The Organization for Economic Cooperation and Development (OECD) estimates that in 2010 American individuals and businesses paid taxes (federal, state, and local) that amounted to 24.8 percent of US gross domestic product. That compares with 33.8 percent of GDP for the OECD overall, encompassing more than 30 advanced economies.
That’s a big gap. Nine percentage points of GDP, to be precise.
And every other large advanced economy in the world ranks higher than the US in the percentage of GDP paid in taxes. On the OECD list, only Chile and Mexico have lower overall taxes as a share of GDP (about 20 percent and 19 percent, respectively).
Democrats can point to this as evidence that higher taxes should be part of the solution.
In fact, although this idea is politically unpalatable, Congress could close America’s budget deficits over the rest of this decade entirely through tax hikes – and America would still have below-average taxes among OECD nations.

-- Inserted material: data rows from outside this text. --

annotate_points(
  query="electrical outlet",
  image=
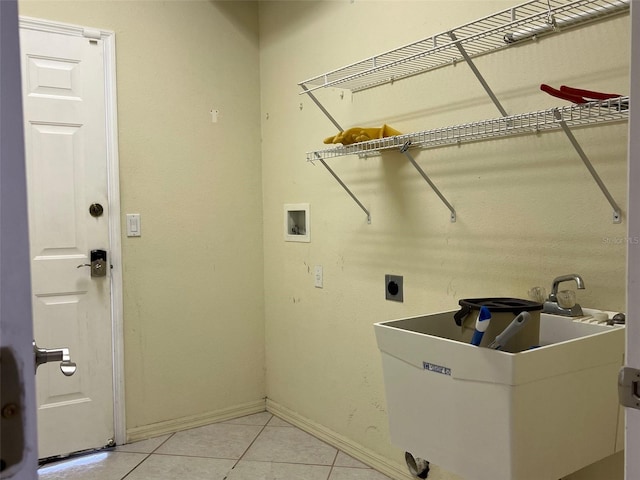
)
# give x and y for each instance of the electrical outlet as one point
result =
(393, 288)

As an illustration, consider that Obama's most recent budget plan (which he proposed in February) envisions bringing deficits down to 3 percent of GDP at the end of the decade through relatively modest changes to current policy: some spending restraint and some tax hikes that amount to about 1 percent of GDP. So, operating from the Obama template, even if you eliminated the plan’s spending restraint, the tax hikes needed to eliminate deficits altogether wouldn’t be large enough to push US taxes up to 34 percent of GDP.
OK, we’ll get real now. Politically that scenario is a nonstarter. The presidential election was a contest between Mitt Romney, who wanted to keep taxes low for all Americans, and Obama, who pledged to keep taxes low for 98 percent of households – while raising them modestly for the rich.
On economic grounds, too, just because other nations tax more doesn’t make their level of taxation the right one. In fact, European tax rates vary widely, ranging from nearly 48 percent of GDP in Denmark to 27.6 percent in Ireland.